Congress’s Latest Move Makes Hemp Financing Easier

In November 2019, the Federal Reserve’s deputy general counsel told a group of banking leaders that the government would soon iron out issues that keep banks from working with the hemp industry.

Banks were already working on internal regulations for the industry. Without a clear sign from Congress, though, they couldn’t feel confident about their decisions.

The change in federal policy finally came in December 2019 when regulators stated that financial institutions shouldn’t consider hemp businesses “suspicious” anymore. Banks can still submit suspicious activity reports when they have evidence that a company is breaking the law, but they are not required to act as the “hemp police.”

The new policy essentially shifts responsibility from banks to growers and suppliers. Until recently, the government heavily relied on banks to report suspicious activity in an industry that financial institutions no little about. After the Farm Bill, banks found themselves in a precarious position. Now, the problem has been solved by recognizing that banks are not responsible for the activities of legal businesses.

Why Hemp Producers Need Banks

Anyone in the hemp industry will immediately realize the benefit of accessing legitimate financial institutions. The new friendliness between hemp and banking means that hemp producers will have easier access to:

  • Business loans that help companies grow in a competitive industry.
  • Low-interest lines of credit businesses can use for payroll and other expenses.
  • FDIC-insured accounts that protect money from theft.
  • Checking accounts that make businesses look more reliable when dealing with vendors.

Getting blocked from the financial industry has created a significant hardship for those in the hemp industry. Now, the federal government says it will take a more active role.
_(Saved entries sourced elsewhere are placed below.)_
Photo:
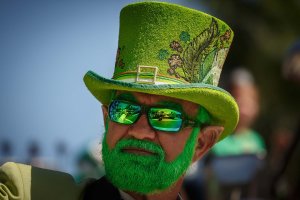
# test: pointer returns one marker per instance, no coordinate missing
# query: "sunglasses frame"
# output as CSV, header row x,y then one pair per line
x,y
145,110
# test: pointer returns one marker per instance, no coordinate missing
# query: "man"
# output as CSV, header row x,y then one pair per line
x,y
162,109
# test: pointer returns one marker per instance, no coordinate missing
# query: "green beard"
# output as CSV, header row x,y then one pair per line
x,y
145,174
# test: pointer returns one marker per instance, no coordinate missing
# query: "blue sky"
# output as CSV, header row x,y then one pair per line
x,y
45,49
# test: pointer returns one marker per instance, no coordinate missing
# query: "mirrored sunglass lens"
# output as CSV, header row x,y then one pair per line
x,y
165,119
123,112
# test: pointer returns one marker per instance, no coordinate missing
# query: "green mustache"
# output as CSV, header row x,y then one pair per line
x,y
158,152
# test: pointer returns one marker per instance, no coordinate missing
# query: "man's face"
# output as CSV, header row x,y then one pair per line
x,y
141,159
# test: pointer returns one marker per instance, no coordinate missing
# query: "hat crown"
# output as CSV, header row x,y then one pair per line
x,y
164,43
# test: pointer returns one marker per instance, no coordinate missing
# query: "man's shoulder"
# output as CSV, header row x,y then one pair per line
x,y
28,182
101,188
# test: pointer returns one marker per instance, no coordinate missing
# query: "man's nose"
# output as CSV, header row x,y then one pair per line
x,y
142,130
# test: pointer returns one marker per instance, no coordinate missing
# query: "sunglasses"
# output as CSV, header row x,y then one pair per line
x,y
159,118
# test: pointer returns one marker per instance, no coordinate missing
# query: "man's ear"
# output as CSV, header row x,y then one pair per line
x,y
105,113
208,136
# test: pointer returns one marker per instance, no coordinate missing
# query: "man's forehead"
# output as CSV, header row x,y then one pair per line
x,y
151,99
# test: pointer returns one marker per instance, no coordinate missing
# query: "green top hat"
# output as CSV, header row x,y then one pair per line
x,y
174,51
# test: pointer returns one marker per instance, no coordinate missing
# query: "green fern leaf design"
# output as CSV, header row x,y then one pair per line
x,y
197,51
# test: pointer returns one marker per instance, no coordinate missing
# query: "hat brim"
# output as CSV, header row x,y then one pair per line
x,y
218,102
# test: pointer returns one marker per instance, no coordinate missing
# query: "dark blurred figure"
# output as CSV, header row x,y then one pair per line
x,y
236,161
288,164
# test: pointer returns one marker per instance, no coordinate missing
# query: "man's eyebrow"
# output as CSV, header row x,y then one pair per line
x,y
126,97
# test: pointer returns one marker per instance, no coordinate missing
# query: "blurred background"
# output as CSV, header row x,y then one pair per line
x,y
49,119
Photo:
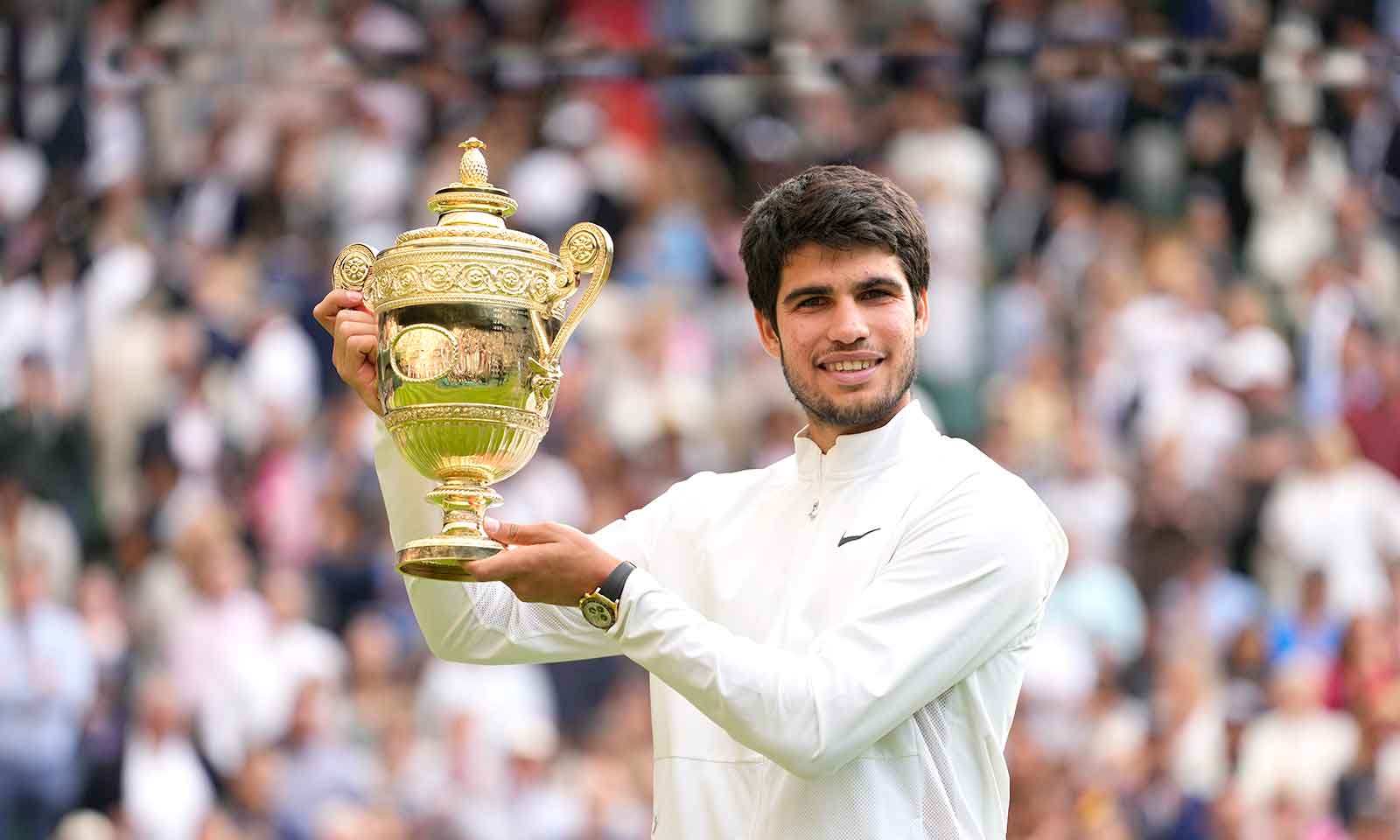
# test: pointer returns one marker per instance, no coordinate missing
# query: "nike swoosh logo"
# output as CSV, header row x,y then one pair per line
x,y
846,539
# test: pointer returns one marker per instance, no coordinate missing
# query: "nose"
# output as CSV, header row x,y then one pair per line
x,y
847,324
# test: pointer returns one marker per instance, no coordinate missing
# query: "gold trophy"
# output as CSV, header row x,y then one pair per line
x,y
472,324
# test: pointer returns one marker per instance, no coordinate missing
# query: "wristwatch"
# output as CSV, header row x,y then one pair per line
x,y
599,606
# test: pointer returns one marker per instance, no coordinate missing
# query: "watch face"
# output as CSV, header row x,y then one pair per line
x,y
598,615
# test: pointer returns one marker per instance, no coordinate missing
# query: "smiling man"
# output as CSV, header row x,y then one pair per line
x,y
837,640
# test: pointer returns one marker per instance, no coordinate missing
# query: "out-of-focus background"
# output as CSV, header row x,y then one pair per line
x,y
1166,290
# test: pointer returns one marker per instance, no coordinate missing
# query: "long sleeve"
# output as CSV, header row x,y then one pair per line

The Latest Approach to Hemp Regulation

For the most part, hemp growers understand that they can make a lot of money by following federal and state guidelines. A few farmers, however, have tried to grow high-THC cannabis under cover of industrial hemp.

The government will take a more active role in regulating the industry to make sure companies know that they will suffer repercussions for breaking federal cannabis laws. This change will likely mean that federal- and state-trained officials will spend more time visiting hemp farmers and testing their products. If the hemp has more than 0.03% THC, then companies will face consequences.

Unfortunately, the government doesn’t seem to have a policy that defines the consequences. A farm may get a warning for selling hemp with THC levels slightly higher than 0.03%. A farmer obviously growing cannabis intended for intoxication may face jail time as well as fines.

Much of the regulatory tests may happen without the knowledge of farmers and producers. Government agencies could purchase products from stores, test for THC levels, and determine whether the companies follow the law.

More Regulatory Clarifications to Come

Federal clarification makes it much easier for banks and hemp companies to do business together. Both industries will find that a relief that helps them grow and earn more money.

Still, hemp continues operating in a gray area because a small mistake could make products illegal. Hopefully, the government will continue refining its policies to help everyone involved make hemp products that benefit people and profits without unintentionally breaking the law.